The reality of social distancing is gradually dawning on us. We know that we are exceptionally lucky because we are well-off and Karen and I get along reasonably well. But it is starting to feel daunting. We worry about our extended family, several of whom are nurses, nurse practitioners or doctors. CMAJ is busier than usual, which is a distraction for me. However, Karen’s work as a trainer of standardized patients is shut down. For the last few days she has been amusing herself by doing our taxes, but that’s now done. Neither of us plays an instrument, paints or has a handicraft-type hobby, although Karen is going to start knitting again. The news is now basically only about COVID-19, which is depressing and repetitive. We might have to discipline ourselves to look at news websites or Twitter only twice a day. More than that is a non-informative downer.

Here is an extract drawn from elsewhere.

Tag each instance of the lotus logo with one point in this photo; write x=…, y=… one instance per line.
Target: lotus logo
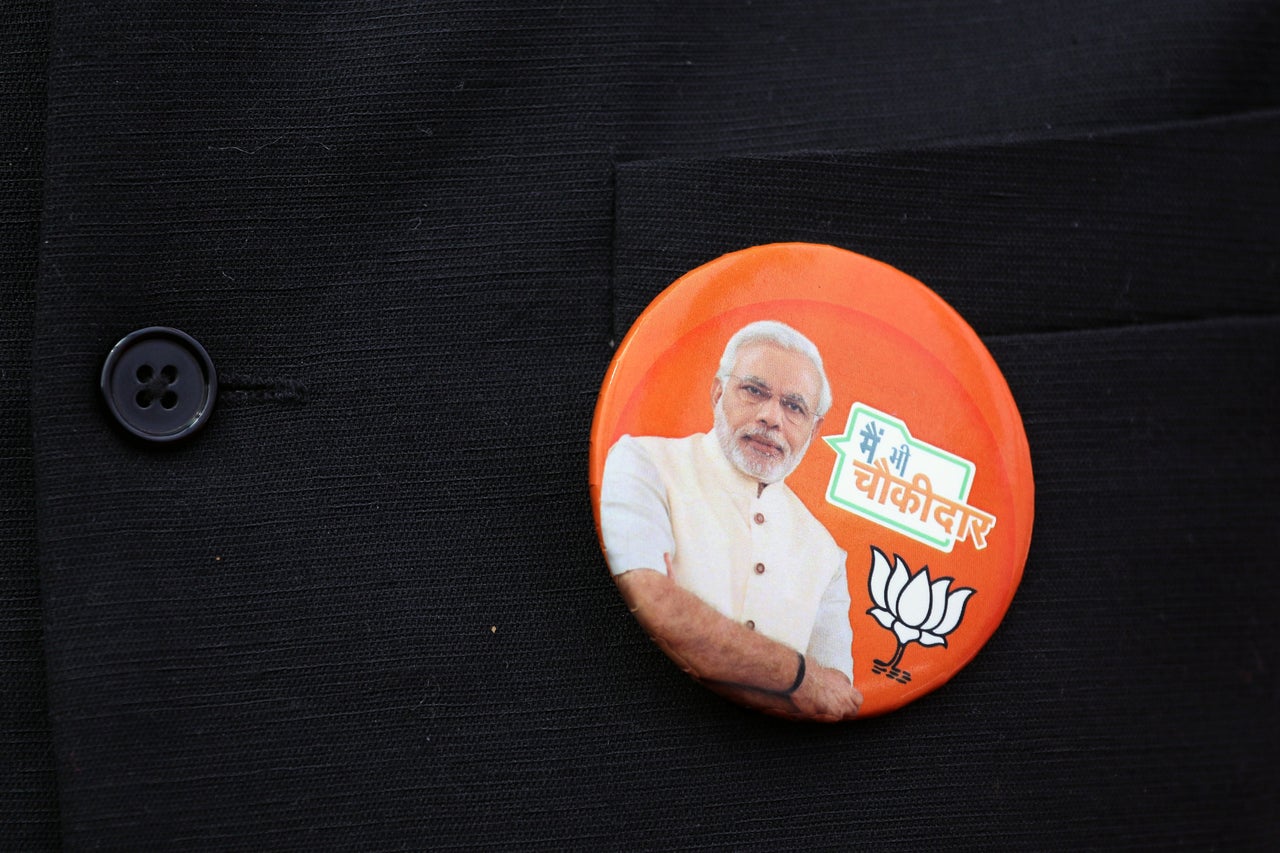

At CMAJ we have been receiving many proposals for articles about COVID-19. Our capacity to review and publish is relatively limited, so we are doing our own version of triage, rapidly making decisions about what we encourage and what we don’t. We are doing our best, but will, I am sure, sometimes make the wrong call. We are trying to review, edit and publish the submissions we encourage as quickly as possible. The number of non-COVID-related submissions appears to have remained the same, which, I guess isn’t surprising. Researchers have access to their data as they work at home, and those who are not clinicians may at last have time to finish manuscripts that they previously couldn’t get to.
Hi Andreas, My solution to the hair thing is to do my consults and follow-ups by phone, With all my patients also social distancing at home , I suspect many are in their pajamas or other comfortable netflix binging out fits, its perhaps better and more comfortable to not see each other,
More seriously, I feel privileged to be allowed into their homes and their lives like never before even if just by phone..
Good comments and reflections, Andreas. We share many of your concerns. I agree about restricting our news consumption to help maintain sanity. In our age group and with my wife immunosuppressed, we’re at higher risk. Moving to a condo seemed like a wise move three years ago, but now it’s somewhat confining. We do get for a long walk each day and look for birds as they begin to migrate through our area. We’re made more use of IT connectivity with FaceTime bedtime stories for our grandkids in Toronto and a FaceTime virtual cocktail party with friends. It’s interesting how our kids are worrying about us. They call frequently, offer to get things for us and urge us to avoid going to grocery stores etc. It’s quite touching and reassuring but somewhat unsettling at the same time. Overall, we’ve coped pretty well and we see our neighbours taking it seriously too. But this is going to be a long haul and perseverance will be challenging. I’m now re-reading The Great Influenza, a good account of the 1918-9 epidemic. This is in some ways a rerun and our weapons are not a whole lot better. Take care.
Good comments that we need. Keep them coming Andreas.